Religion and the Modern State: Mutual Accomodation (Fall 2017–Spring 2019)

This seminar aims to support the many excellent scholars thinking about religion and politics on our faculty by assembling them from the far corners of the university into an interdisciplinary community. As the name implies, we hope to bring together not just experts on the relationship between religion and the state, broadly construed, but also experts on the ways in which the two “sides” have adjusted to one another. We will take an expansive view of these questions and want to include a variety of scholarly and intellectual approaches.

Spiritual Practice, Compassion, and the Transformation of Desire (Fall 2016–Spring 2017) 

This faculty seminar conducts an interdisciplinary investigation into the dynamics of human desire and the spiritual practices that allow human persons to become more free and compassionate. With attention to a variety of ascetical, contemplative, aesthetic, and ethical practices that have as their aim the discernment and transformation of human desire, the seminar also draws upon the distinctive contributions that scientific and humanistic disciplines can make to understanding the barriers to and cultivation of compassion.

Economic Inequality (Fall 2015–Spring 2016)

The seminar is examining the phenomenon of economic inequality from an interdisciplinary perspective with faculty representing five of the university's schools. There is a dual focus on when does economic inequality become pernicious and what strategies might be employed to alleviate the worst consequences of the growing gap between rich and poor in the U.S.

Mental Health, Suffering and Stigma (Fall 2015–Spring 2016) 

As both researchers on and off campus as well as professionals on campus, we address these three issues. We are hoping to look interdisciplinarily at both how stigma, suffering and mental health play out on our campus and how we investigate it in our research. We are currently each presenting our interests and work and from there will decide on projects for the University community.

Meaning and Transcendence (1999–2015)

This seminar addresses the questions surrounding the apparent absence of meaning inherent in the 20th Century's loss of traditional ethics and belief systems. The participants in this seminar strive to find the value still available in the narrative of the new millennium by exploring the forms of meaning, transcendence and ethical value to be found in the arts and thought of the 21st century and beyond.

Jewish/Christian Relations (1998–2015)

On April 23, 1998, the Jesuit Institute sponsored a public discussion entitled "The Holocaust: Remembering for the Future," an event which generated widespread interest. Faculty members from various departments within the University formed a seminar to continue the discussions with a collaborative analysis of the present state of Jewish / Christian relations and of the theologies by which each community understands itself and its relationship the the other.

Alienation of Intellectuals from Religion within American Culture (1994–2015)

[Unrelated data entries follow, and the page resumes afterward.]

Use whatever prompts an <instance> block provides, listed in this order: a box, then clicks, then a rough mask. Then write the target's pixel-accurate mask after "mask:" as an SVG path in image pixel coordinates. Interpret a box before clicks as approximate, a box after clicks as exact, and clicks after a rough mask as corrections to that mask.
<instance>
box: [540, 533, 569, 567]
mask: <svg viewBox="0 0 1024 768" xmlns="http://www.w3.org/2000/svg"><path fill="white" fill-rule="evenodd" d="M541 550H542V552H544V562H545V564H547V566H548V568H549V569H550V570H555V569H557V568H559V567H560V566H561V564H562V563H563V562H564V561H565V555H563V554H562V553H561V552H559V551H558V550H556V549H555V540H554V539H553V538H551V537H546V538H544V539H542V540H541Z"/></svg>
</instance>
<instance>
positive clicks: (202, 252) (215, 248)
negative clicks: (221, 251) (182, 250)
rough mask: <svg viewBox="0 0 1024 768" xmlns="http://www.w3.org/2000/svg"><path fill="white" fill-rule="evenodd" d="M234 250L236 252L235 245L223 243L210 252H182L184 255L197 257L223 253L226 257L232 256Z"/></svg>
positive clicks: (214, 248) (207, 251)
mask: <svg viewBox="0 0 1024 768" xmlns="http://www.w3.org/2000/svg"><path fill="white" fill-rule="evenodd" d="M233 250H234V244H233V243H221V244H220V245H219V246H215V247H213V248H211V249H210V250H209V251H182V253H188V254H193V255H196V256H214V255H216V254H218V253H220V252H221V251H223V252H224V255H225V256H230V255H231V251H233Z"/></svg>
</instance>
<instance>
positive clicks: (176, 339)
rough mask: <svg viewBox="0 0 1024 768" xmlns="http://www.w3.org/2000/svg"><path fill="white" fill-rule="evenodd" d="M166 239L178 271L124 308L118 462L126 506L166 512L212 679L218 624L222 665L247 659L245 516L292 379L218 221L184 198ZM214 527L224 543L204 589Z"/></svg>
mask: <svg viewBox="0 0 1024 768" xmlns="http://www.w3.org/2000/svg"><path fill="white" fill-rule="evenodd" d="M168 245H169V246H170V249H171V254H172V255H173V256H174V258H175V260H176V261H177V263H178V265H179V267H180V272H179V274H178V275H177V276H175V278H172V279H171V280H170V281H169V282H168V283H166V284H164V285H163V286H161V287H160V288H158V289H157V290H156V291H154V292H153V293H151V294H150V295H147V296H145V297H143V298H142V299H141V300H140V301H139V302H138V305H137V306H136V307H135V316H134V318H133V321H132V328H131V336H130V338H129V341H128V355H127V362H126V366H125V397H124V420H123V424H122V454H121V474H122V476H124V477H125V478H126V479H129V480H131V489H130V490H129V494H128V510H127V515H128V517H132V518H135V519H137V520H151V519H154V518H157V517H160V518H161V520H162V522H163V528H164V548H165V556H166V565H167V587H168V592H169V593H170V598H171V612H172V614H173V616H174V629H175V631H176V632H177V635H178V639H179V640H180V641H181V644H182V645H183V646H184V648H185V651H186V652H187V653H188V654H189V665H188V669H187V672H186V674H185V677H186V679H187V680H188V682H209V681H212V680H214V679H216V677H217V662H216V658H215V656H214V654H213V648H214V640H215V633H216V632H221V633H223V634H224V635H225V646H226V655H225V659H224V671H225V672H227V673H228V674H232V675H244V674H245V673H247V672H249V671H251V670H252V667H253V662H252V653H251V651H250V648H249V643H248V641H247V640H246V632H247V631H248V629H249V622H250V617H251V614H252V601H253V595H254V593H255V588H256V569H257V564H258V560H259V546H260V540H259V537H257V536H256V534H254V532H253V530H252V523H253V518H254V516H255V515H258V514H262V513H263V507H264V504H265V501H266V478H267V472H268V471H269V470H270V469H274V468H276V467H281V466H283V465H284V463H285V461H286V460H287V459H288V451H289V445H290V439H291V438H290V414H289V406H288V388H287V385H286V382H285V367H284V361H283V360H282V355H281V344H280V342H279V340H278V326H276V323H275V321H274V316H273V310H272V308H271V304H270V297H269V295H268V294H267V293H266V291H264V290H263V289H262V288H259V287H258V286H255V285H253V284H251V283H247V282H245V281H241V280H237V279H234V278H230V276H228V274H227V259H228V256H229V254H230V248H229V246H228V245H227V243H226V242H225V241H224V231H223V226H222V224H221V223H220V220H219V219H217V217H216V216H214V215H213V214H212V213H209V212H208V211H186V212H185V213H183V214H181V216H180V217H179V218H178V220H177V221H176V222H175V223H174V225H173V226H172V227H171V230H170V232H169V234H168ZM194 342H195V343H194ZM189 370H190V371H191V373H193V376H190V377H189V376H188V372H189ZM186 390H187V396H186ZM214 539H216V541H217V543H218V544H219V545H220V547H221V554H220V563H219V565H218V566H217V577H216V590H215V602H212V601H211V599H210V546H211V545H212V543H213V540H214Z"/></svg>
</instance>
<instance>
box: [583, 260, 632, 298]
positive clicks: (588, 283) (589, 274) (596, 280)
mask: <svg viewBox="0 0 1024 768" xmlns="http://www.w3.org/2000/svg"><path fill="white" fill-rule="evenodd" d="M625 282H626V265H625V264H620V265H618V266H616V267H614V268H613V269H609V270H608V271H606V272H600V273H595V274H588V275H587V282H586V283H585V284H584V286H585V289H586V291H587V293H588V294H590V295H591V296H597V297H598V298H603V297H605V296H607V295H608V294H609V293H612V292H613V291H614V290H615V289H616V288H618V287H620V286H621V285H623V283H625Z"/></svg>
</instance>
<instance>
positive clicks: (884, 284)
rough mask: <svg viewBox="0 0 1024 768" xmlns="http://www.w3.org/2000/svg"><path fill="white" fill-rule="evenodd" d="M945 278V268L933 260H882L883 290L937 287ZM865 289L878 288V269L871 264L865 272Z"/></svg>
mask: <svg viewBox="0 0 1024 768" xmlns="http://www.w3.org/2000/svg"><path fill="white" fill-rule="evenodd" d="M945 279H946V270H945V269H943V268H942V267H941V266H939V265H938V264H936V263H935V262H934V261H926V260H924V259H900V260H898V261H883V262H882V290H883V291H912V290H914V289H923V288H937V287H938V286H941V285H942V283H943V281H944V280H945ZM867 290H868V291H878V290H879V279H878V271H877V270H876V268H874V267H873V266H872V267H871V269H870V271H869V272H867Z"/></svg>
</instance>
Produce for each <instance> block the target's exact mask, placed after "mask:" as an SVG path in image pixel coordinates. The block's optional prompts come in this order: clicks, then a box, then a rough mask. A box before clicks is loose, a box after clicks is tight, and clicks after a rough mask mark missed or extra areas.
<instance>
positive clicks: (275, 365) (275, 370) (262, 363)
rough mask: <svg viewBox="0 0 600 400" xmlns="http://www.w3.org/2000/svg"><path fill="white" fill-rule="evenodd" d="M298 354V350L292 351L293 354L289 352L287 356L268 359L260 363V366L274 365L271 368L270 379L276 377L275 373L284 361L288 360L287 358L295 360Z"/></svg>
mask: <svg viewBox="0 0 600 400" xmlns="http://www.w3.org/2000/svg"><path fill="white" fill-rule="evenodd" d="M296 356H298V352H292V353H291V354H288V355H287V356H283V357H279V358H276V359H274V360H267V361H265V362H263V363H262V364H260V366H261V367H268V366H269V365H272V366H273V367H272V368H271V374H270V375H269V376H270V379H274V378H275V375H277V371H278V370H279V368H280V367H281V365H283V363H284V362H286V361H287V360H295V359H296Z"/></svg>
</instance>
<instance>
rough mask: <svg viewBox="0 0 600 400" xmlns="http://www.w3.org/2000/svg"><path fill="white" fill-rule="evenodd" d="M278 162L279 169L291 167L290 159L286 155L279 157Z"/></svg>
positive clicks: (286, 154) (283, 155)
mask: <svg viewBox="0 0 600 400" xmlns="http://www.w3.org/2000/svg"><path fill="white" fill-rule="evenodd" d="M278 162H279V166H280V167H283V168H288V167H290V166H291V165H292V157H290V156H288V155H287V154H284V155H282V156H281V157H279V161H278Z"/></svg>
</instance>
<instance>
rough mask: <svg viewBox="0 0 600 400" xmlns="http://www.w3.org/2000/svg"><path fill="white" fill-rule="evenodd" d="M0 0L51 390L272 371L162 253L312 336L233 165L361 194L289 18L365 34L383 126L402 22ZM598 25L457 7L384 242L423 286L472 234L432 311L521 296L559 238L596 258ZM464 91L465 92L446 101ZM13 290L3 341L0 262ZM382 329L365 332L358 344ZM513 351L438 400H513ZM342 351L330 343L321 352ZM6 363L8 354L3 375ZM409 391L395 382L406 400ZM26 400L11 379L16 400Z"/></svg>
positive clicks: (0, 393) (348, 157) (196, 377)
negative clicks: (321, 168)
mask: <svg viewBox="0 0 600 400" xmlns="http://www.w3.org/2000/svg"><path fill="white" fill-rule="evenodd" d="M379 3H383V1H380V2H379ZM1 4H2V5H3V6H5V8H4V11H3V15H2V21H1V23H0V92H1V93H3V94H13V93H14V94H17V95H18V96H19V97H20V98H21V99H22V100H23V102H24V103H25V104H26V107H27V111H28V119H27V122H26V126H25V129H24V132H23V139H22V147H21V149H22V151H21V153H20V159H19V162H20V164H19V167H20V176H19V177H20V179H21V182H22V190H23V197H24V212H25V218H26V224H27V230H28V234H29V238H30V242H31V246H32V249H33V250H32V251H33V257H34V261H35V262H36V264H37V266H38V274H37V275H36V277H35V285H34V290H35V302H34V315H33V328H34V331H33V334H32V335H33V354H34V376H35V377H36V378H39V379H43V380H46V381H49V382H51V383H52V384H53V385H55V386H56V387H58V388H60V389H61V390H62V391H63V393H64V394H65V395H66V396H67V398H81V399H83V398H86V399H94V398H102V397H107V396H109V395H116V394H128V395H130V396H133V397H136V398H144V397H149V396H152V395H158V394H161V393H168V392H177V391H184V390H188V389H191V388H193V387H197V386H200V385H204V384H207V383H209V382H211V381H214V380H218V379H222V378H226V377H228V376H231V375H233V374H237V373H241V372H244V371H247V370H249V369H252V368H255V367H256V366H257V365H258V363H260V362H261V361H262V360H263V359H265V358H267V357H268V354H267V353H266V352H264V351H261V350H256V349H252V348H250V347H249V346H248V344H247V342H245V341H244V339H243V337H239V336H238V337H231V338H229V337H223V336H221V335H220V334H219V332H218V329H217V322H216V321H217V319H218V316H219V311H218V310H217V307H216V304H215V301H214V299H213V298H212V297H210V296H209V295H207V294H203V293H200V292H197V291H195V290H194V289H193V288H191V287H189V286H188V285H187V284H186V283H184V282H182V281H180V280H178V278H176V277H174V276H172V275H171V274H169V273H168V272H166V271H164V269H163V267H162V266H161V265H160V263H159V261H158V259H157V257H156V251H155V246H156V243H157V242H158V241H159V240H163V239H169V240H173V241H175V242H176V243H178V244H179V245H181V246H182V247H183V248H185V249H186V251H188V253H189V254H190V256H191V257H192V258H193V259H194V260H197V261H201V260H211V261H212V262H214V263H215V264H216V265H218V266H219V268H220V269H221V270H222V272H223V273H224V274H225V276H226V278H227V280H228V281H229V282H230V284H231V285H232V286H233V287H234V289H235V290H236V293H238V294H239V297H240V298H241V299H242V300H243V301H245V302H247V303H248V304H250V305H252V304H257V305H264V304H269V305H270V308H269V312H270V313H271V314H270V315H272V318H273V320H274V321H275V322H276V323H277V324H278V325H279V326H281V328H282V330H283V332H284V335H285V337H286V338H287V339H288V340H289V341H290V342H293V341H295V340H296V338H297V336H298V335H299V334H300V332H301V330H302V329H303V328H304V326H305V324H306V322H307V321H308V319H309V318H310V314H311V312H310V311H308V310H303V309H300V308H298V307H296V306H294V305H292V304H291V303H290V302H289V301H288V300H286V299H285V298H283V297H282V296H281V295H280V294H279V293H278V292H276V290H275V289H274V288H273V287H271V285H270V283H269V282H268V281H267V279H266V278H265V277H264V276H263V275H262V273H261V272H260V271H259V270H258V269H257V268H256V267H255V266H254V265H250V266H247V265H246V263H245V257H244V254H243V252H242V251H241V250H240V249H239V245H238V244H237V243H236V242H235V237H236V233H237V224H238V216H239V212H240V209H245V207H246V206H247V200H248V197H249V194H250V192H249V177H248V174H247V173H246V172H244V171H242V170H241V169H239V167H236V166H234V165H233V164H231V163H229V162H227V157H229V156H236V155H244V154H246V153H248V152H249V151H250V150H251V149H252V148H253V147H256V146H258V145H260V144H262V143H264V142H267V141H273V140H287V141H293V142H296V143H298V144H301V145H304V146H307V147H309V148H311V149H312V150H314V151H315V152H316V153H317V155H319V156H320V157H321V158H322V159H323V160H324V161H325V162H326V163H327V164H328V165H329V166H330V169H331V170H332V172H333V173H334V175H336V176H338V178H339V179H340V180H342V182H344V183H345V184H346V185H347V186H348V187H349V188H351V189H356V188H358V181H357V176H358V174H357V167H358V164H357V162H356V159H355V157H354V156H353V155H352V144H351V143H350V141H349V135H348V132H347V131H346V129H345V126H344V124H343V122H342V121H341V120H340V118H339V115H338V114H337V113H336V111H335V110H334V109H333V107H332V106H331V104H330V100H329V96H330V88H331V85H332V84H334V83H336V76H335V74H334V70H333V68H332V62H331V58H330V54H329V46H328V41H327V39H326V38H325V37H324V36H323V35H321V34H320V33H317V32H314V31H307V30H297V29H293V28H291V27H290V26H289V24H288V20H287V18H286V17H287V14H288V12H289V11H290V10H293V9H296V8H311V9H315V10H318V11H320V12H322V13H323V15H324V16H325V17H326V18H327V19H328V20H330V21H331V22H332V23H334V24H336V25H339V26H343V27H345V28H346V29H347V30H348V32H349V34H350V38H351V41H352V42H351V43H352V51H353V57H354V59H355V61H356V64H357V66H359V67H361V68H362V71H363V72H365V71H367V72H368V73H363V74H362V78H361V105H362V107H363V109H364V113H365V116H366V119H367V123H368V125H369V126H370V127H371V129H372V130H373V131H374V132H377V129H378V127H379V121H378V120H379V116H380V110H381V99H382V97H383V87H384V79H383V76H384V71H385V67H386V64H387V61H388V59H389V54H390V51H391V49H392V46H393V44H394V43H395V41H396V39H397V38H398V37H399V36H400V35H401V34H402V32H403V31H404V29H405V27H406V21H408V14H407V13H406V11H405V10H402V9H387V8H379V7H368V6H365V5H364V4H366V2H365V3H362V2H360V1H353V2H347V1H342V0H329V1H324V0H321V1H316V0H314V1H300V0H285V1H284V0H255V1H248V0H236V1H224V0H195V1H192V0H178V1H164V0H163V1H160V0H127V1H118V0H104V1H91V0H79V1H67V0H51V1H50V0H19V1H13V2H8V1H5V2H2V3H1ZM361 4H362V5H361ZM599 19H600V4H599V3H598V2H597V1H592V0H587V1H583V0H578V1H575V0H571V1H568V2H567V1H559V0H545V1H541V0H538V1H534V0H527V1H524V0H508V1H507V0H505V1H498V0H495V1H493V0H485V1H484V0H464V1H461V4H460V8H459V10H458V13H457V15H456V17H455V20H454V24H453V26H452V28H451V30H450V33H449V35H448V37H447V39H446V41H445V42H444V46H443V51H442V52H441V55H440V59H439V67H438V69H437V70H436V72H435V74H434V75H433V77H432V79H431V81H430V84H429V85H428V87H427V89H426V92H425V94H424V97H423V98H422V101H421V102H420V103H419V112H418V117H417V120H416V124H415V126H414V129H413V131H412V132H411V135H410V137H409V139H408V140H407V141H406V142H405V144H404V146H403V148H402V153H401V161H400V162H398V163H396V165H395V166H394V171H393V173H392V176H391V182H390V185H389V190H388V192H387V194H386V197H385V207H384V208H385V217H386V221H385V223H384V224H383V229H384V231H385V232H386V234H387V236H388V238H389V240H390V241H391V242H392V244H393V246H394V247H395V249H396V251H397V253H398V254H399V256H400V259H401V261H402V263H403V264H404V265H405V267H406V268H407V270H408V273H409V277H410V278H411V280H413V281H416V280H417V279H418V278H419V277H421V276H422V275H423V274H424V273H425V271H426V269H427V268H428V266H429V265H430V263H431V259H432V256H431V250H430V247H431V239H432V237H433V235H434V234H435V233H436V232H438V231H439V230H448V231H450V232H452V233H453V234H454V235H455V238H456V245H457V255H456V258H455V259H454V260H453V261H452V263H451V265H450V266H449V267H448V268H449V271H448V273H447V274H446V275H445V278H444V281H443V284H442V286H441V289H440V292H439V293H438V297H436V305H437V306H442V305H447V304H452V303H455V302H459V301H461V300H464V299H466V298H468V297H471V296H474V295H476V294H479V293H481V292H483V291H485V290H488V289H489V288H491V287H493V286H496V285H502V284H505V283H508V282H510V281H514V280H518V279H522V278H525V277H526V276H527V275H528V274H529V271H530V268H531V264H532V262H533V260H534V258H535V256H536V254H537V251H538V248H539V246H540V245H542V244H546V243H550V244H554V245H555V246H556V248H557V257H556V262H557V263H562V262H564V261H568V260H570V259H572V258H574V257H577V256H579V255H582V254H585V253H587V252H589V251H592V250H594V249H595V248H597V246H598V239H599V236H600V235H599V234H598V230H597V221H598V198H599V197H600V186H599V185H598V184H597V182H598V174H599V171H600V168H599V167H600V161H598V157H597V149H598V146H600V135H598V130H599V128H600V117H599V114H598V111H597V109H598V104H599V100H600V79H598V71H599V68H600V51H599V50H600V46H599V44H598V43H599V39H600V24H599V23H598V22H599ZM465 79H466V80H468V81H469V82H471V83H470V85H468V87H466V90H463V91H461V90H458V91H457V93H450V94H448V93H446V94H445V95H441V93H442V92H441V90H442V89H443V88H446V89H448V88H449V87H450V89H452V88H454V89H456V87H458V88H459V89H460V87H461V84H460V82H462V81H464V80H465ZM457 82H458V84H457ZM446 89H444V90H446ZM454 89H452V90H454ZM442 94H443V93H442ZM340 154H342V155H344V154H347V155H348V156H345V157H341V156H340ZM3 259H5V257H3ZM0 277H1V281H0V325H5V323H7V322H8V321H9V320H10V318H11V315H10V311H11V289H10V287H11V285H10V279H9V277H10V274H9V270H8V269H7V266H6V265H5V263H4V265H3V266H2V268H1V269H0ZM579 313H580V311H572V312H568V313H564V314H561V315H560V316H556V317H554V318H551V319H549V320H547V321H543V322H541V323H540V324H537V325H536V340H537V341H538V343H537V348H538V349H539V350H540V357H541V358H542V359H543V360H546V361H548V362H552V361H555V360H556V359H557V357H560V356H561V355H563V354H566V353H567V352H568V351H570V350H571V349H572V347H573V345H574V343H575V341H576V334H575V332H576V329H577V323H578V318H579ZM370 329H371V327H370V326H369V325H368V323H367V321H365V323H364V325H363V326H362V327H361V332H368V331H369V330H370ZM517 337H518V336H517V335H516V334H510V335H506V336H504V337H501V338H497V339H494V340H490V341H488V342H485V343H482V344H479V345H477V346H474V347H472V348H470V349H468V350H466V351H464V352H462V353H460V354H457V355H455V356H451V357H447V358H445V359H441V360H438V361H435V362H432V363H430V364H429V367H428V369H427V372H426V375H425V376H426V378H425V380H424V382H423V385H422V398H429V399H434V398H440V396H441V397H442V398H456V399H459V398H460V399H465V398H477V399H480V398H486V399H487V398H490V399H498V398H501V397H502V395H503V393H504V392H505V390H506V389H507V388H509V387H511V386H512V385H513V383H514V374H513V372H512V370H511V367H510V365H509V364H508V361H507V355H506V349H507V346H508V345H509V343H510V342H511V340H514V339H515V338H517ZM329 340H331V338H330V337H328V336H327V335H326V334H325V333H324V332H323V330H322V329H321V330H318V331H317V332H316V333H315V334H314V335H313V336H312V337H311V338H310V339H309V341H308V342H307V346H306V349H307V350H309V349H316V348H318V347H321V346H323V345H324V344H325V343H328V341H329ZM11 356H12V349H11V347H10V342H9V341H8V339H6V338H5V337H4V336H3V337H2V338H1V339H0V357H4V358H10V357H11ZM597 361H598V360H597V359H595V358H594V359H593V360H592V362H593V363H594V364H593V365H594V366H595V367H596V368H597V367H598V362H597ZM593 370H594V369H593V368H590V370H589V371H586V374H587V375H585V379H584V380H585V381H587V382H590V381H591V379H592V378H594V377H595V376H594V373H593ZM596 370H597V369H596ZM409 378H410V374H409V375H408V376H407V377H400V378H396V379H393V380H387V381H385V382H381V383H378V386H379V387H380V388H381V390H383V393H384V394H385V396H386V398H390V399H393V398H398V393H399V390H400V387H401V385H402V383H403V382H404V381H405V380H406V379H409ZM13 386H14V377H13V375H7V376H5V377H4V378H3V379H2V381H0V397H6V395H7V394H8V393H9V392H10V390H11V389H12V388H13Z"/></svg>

The seminar explores the widespread alienation from religion among American intellectuals and professional elites in media. It addresses a cultural climate that has rendered many in these communities hostile, skeptical, or indifferent to religious claims and has fostered a dismissal of religious discourse or institutions. This seminar attempts to gauge this situation, i.e., to explore its originating influences, the various forms in which it exists, and its present consequences within American culture.